4)  Perhaps our strict laws on what is and is not to be used are a factor; people no longer needing a drug cannot turn them in to a doctor or pharmacist so they can be redistributed to others with a valid need. Although I understand why needles aren’t to be reused, I don’t understand why some instruments used in surgery are required to be thrown away instead of being sterilized and reused as with Doctors without Borders. 
5)  We need harsher punishments for fraud; in 2011 CA doctors were indicted for a $17 million worker compensation scam and 91 people in 8 cities were charged with Medicare fraud; on February 14, 2012, I heard federal authorities recovered $4.1 billion in health care fraud judgments last year.

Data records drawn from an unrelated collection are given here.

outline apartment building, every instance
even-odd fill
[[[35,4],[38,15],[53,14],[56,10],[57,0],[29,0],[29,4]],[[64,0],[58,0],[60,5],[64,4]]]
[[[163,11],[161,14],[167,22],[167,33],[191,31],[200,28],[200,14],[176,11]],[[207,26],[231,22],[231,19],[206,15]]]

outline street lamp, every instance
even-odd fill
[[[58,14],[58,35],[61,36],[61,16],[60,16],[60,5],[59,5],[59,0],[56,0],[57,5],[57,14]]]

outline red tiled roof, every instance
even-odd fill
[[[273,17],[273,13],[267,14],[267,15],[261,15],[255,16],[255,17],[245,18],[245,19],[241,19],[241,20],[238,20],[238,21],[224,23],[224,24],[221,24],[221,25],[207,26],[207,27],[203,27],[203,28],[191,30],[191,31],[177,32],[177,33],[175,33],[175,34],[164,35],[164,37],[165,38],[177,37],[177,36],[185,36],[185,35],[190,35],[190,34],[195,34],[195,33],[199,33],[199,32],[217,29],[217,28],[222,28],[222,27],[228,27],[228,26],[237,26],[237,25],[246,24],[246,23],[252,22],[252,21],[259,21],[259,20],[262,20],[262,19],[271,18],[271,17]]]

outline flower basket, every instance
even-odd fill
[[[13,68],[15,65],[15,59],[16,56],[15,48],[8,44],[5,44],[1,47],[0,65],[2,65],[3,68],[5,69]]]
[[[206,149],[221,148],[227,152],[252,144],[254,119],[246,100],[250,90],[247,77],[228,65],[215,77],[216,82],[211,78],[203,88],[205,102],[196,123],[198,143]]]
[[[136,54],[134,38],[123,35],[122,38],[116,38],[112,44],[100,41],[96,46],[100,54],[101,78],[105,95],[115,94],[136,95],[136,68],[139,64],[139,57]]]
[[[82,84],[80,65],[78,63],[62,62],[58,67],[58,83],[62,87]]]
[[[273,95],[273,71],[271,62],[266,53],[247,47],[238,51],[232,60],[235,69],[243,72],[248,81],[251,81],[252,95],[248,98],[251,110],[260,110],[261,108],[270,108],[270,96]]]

6)  Other factors may include: US physicians' wages are double those in the Europe and US doctors are paid for procedures not results; some hospitals and doctors raise rates because they don’t get the full value of their services from insurance companies or the government and there’s the greed factor; changes in insurance coverage - the increased use of prescription drugs among adults who have drug coverage; rising prices - the US is one of 2 countries in the world that allows direct-to-consumer advertising of prescription drugs; ads cost money and raise the overall price; we deal more with vanity issues such as Gynecomastia, a condition that causes men’s breast muscles to swell and take on a female shape; anti-aging - the Human Growth Hormone costs $150 a bottle and the FDA has done nothing with this or indoor tanning both of which cause several medical problems; plastic surgery – Americans spent $10 billion in 2010; on January 19 we heard ice chambers and snake venom facials are the new fad; and the cost associated with artificial insemination or in vitro fertilization (IVF) is about 4 times higher in the US than in Israel (#1 for IVF use).